Clinical aspects of hereditary spastic paraplegia 76 and novel CAPN1 mutations

Mutations in CAPN1 may lead to pure or complicated autosomal recessive (AR) hereditary spastic paraplegia (HSP), classified as spastic paraplegia 76 (SPG76, OMIM # 616907). In the past 2 years, several groups have identified SPG76 patients.1-6 Herein, we report eight additional cases from four Brazilian unrelated families and reviewed all clinical features of published reports on this condition.

1 FAMILY A

Three affected individuals born from a first-degree consanguineous marriage (Figure 1A) were diagnosed with pure HSP. Clinical and neurological evaluation showed that all three patients presented progressive lower limb spasticity and dysarthria, and two of them exhibited mild-ataxia as well. Peripheral blood (5 mL) from patients and family unaffected relatives was collected for DNA extraction. All individuals that had blood samples collected for DNA extraction in this work signed informed consent approved by the Human Ethics Committee from the Biosciences Institute, University of São Paulo (CAAE: 60861316.0.0000.5464). Whole exome sequencing (WES) in one affected individual revealed a stop gain mutation in homozygosis in CAPN1 (NM_001198868, c.1176G>A; p.Trp392*). All affected siblings carry the causative mutation in homozygosis, whereas none of the unaffected relatives has this same genotype. This variant that have been previously reported in Turkish patients5 was not present in population databases (ExAC, GnomAD and ABraOM).

2 FAMILY B

A 37-year-old affected woman (Figure 1B) reported onset at age 22 with frequent falls and spastic gait. Neurological evaluation disclosed lower limb spasticity and hyperreflexia, without ataxia. WES detected the same c.1176G>A (p.Trp392*) homozygote mutation seen in Family A.

3 FAMILY C

Two siblings, a 46-year-old woman with disease onset at age of 20, and her 51-year-old brother (Figure 1C), with symptoms starting at age of 35, had spastic gait and mild ataxia. WES in the proband detected a novel LoF mutation in CAPN1 (NM_001198868, c.675C>A; p.Tyr225*) in homozygous state. This mutation was also present in both alleles of the affected brother and was not present in the population databases.

4 FAMILY D

A 42-year-old female (Figure 1D) was ascertained presenting lower limb spasticity and mild-ataxia symptoms, starting at age of 30. WES identified compound heterozygous LoF mutations: a previously described c.1176G>A (p.Trp392*) and a novel pathogenic variant (NM_001198868, c.618_619delAG; p.Gly208Glnfs*7). The c.618_619delAG variant was present in heterozygosity in the ExAC database with low frequency (0.005%). Her mother was tested for both mutations, and she is heterozygote for the c.1176G>A (p.Trp392*) mutation. Also, her affected cousin (IV-5) was ascertained presenting lower limb spasticity and ataxia at age 38, and he was tested for both mutations. We detected the c.1176G>A (p.Trp392*) mutation in homozygosis in this patient.

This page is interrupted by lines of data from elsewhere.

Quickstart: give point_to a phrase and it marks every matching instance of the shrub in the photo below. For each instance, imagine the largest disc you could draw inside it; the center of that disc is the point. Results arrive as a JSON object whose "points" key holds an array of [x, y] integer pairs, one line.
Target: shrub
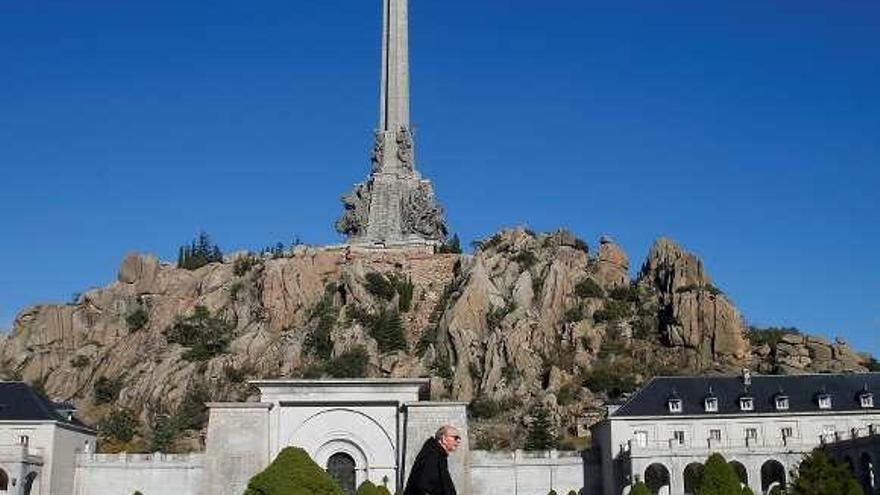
{"points": [[588, 288], [380, 286], [243, 264], [121, 425], [451, 246], [106, 390], [80, 361], [771, 335], [319, 341], [137, 319], [204, 335], [540, 434], [293, 472], [349, 364], [442, 367], [612, 311], [608, 379], [484, 407], [404, 288], [640, 488], [525, 259], [199, 253], [626, 293], [574, 314], [496, 315]]}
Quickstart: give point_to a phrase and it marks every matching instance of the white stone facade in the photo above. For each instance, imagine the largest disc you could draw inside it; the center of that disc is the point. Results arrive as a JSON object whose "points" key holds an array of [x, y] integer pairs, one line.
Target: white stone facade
{"points": [[37, 457]]}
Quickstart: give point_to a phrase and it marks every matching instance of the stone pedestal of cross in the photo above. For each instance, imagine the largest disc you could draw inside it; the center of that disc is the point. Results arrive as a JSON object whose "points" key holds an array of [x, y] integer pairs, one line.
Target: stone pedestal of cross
{"points": [[395, 205]]}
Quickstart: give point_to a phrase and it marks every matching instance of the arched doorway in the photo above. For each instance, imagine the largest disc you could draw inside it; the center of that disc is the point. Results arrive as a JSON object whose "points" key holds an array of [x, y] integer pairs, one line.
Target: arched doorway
{"points": [[868, 480], [30, 484], [341, 468], [741, 472], [693, 476], [657, 478], [772, 475]]}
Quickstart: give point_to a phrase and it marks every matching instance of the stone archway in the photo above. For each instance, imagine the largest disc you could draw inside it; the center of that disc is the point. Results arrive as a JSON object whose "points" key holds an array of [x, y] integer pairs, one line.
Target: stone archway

Here we describe eight additional SPG76 patients and compare them with 24 recently reported cases in the literature.1-6 Disease onset occurred on average at 25 years of age (±9.1) and ~72% of affected individuals were females. The most frequently observed clinical symptoms were lower limb spasticity (96.9%), dysarthria (68.8%) and ataxia (65.6%) (Figure 1E). Half of the patients had upper limb spasticity and extensor plantar response. Cognitive decline was observed in 12.5% of the reported cases; in 18.8%, this feature was absent and in 68.7%, this information was not reported. Our data support that SPG76 is characterized mainly by lower-limb spasticity, ataxia and dysarthria. Upper-limb spasticity was observed in half of patients and should be examined in order to better characterize clinically candidate patients for SPG76. In short, we reinforce the importance of screening the CAPN1 gene using next-generation sequencing in individuals with AR-HSP.